Die Kläger wenden sich mit ihren Klagen gegen die von dem Beklagten als angemessen festgesetzten Unterkunftskosten und halten die in den Richtlinien des Beklagten aufgeführten Werte für unrealistisch niedrig. Auf dieser Basis könne im Hochtaunuskreis keine Wohnung gefunden werden, wie auch die von ihnen vorgelegten Anzeigen aus der "A-Stadter Woche" (Zeitraum 7. Juli 2005 bis 9. November 2006) und aus dem "E." (Zeitraum 3. November 2007 bis 16. Februar 2008) belegten.
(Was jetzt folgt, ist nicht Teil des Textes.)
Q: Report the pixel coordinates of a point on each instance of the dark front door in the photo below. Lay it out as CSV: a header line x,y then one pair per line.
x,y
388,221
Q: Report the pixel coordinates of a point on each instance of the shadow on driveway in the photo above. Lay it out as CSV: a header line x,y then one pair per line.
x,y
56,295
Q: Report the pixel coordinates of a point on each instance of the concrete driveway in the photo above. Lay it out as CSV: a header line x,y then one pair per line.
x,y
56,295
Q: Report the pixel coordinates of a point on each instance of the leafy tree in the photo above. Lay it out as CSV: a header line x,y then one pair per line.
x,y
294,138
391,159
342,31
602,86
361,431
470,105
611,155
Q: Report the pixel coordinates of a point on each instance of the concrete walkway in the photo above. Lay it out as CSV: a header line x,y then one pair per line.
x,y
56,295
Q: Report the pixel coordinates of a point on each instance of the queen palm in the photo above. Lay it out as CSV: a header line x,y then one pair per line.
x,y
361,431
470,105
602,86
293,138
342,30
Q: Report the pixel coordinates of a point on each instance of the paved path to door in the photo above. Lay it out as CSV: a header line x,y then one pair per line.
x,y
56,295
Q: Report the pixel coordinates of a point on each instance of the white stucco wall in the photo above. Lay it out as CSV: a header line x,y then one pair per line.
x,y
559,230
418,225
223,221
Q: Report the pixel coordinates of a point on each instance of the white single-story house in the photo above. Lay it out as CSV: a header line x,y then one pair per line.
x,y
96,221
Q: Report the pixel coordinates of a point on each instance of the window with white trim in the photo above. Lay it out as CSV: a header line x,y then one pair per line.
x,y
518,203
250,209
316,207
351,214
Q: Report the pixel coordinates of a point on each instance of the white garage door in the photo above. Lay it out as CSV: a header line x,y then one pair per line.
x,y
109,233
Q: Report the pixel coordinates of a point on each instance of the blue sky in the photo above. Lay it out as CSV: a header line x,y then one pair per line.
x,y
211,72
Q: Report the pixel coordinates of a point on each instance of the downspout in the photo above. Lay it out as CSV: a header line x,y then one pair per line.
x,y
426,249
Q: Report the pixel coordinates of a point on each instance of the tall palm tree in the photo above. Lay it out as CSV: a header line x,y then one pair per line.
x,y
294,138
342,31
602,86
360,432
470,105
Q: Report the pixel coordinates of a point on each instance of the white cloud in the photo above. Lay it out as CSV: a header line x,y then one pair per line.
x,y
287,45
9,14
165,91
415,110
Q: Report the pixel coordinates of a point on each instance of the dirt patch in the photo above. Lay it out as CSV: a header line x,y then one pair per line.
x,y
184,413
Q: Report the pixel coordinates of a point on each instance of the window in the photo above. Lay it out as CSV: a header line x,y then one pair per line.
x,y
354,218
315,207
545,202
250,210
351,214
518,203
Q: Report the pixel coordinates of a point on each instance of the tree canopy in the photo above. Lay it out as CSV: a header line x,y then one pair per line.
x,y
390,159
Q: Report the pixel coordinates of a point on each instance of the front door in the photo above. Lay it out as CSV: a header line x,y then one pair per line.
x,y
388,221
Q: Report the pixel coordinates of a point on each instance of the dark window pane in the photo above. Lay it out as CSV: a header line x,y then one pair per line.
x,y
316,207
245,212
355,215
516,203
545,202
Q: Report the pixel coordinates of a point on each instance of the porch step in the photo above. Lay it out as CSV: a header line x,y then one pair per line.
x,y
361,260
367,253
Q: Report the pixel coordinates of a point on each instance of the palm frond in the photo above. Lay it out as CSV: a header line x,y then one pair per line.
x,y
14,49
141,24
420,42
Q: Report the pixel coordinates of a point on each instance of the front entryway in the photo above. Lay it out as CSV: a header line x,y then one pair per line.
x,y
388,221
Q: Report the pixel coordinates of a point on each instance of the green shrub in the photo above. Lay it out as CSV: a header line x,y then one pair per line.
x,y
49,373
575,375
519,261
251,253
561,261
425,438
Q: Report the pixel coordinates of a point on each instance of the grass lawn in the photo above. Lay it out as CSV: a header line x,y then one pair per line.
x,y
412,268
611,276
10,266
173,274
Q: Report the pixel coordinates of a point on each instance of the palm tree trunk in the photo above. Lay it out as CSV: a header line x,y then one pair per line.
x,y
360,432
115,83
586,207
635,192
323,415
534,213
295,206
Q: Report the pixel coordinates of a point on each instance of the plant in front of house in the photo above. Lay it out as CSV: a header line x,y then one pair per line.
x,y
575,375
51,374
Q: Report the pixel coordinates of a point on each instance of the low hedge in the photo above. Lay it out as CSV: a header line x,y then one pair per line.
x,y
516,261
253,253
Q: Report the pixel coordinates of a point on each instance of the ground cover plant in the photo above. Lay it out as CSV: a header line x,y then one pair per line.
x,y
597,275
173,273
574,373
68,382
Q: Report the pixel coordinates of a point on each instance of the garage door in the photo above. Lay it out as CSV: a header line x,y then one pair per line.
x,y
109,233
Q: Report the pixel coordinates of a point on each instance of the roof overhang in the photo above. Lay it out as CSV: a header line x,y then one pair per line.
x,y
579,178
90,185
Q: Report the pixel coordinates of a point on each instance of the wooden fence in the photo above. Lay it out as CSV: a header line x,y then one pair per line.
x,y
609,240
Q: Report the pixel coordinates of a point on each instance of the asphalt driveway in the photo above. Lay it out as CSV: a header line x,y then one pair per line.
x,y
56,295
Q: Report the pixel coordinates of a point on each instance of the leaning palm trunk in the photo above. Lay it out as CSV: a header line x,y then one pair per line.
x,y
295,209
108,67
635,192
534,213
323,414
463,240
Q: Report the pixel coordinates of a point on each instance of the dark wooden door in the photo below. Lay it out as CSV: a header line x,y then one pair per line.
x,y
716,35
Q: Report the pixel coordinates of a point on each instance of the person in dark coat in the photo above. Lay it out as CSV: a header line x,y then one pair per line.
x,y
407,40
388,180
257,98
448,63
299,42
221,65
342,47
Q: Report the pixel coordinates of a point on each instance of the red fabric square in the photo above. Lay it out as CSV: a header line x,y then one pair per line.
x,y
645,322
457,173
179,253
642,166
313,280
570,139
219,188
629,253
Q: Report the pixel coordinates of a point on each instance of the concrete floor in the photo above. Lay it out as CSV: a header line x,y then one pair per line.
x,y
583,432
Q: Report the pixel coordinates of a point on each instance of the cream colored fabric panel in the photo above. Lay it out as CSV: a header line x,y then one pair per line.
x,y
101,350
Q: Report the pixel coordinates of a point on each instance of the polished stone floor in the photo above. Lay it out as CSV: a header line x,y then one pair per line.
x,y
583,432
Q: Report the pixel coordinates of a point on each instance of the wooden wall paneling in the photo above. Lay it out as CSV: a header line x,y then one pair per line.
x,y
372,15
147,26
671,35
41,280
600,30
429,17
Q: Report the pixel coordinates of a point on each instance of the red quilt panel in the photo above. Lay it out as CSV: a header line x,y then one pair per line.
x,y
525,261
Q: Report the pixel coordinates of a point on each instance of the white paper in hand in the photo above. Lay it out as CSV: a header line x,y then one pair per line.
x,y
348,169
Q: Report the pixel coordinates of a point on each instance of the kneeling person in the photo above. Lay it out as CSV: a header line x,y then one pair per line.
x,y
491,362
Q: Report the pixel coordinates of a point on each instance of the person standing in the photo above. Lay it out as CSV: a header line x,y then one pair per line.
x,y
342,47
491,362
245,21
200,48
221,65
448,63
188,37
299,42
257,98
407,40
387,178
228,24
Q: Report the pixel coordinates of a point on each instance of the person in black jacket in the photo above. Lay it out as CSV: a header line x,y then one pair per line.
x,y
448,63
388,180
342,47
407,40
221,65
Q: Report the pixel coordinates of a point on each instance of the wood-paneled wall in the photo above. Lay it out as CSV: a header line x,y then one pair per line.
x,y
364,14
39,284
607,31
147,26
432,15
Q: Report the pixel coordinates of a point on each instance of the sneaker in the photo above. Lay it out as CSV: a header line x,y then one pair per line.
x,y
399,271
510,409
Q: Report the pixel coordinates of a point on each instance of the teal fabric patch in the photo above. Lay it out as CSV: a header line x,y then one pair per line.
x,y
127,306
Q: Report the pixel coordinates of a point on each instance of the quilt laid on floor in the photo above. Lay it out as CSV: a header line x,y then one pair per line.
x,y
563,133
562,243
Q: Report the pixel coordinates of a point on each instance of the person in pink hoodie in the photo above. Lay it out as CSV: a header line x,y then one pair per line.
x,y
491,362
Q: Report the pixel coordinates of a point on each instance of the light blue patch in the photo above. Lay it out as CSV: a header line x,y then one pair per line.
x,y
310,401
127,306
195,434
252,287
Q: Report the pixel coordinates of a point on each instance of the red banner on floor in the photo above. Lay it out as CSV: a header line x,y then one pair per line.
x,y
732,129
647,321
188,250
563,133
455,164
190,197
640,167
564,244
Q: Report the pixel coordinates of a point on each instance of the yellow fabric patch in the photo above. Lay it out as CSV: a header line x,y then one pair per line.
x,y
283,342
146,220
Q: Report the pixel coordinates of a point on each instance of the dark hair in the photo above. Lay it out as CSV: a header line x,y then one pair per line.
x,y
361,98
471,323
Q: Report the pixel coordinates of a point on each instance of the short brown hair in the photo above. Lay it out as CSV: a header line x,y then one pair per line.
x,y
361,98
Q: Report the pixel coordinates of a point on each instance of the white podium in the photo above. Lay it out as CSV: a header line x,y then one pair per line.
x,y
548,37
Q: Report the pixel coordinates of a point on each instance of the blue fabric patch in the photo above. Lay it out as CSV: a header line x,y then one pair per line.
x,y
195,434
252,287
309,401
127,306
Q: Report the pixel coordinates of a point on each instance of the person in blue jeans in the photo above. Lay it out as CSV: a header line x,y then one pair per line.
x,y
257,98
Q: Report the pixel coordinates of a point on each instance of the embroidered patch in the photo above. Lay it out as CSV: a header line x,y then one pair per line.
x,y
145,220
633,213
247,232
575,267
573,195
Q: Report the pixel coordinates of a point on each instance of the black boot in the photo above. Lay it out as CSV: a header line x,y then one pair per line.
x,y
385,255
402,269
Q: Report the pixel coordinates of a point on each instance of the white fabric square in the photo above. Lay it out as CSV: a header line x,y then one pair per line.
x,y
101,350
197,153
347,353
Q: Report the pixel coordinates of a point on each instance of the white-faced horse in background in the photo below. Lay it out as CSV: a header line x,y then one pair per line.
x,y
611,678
Auch soziale Gründe wie der Besuch der Grundschule des Klägers zu 3. in unmittelbarer Nachbarschaft, die Betreuung der Kinder durch die Mutter und Schwester des Klägers zu 1. sowie die Arbeitsstelle der Klägerin zu 2. in nur 2 km Entfernung machten einen Umzug unzumutbar. Der Beklagte hält seine Richtlinien für angemessen. Die Kläger hätten auch keinen Nachweis erbracht, eine kostengünstigere Wohnung nicht zu finden.

Mit Beschluss vom 25. Februar 2008 hat das Sozialgericht Frankfurt am Main die Verfahren S 26 AS 69/07, S 26 AS 1547/07, S 26 AS 665/07, S 26 AS 1049/07, S 26 AS 1261/07, S 26 AS 1711/07 und S 26 AS 1710/07 zur gemeinsamen Verhandlung und Entscheidung verbunden und mit Urteil vom gleichen Tage die Klagen abgewiesen. In den Entscheidungsgründen hat es ausgeführt: Die Kosten der Unterkunft seien unangemessen hoch. Die Wohnungsgröße mit 94,74 m² sei zu groß, angemessen seien bei einer 4-köpfigen Bedarfsgemeinschaft 84 m². Der Quadratmeterpreis betrage danach 8,83 EUR bzw. ohne Nebenkosten 7,84 EUR. Nach der Studie HVB-Expertise (www.hvbexpertise.de) vom 1. Februar 2003 könne im unteren Marktsegment für Neubauten und sanierte Altbauten in A-Stadt eine Wohnung bei einer Quadratmetermiete ab 6,00 EUR und einer Wohnungsgröße von 85 m² ab 510,00 EUR zuzüglich Nebenkosten angemietet werden. Der von dem Beklagten angesetzte Wert von 620,00 EUR inkl. Nebenkosten sei daher nicht völlig unrealistisch. Unabhängig von der Tatsache, dass das Hessische Landessozialgericht die Richtlinien des Beklagten als unbedenklich eingestuft habe, seien die Unterkunftskosten auch unter Einbeziehung des Wohngeldgesetzes (Tabelle zu § 8) angemessen, da für A-Stadt ein Wert in Höhe von 545,00 EUR (Mietenstufe IV) bzw. 590,00 EUR (Mietenstufe V) Bruttokaltmiete monatlich anzusetzen sei. Bei der Bestimmung der Angemessenheitsgrenze seien entgegen der Auffassung des Klägers auch Unterkünfte kommunaler Wohnungsträger einzubeziehen. Der Vortrag des Klägers, er habe keine den Richtlinien des Beklagten entsprechende Wohnung finden können, sei nicht glaubhaft. Seine entsprechenden Bemühungen Durchsicht zweier Presseorgane - seien nicht ausreichend. Auch von dem Beklagten konkret unterbreitete Angebote habe er nicht aufgegriffen. Im Übrigen führten auch die vom Kläger genannten sozialen Gründe nicht dazu, dass ein Umzug in eine angemessene Wohnung unzumutbar sei.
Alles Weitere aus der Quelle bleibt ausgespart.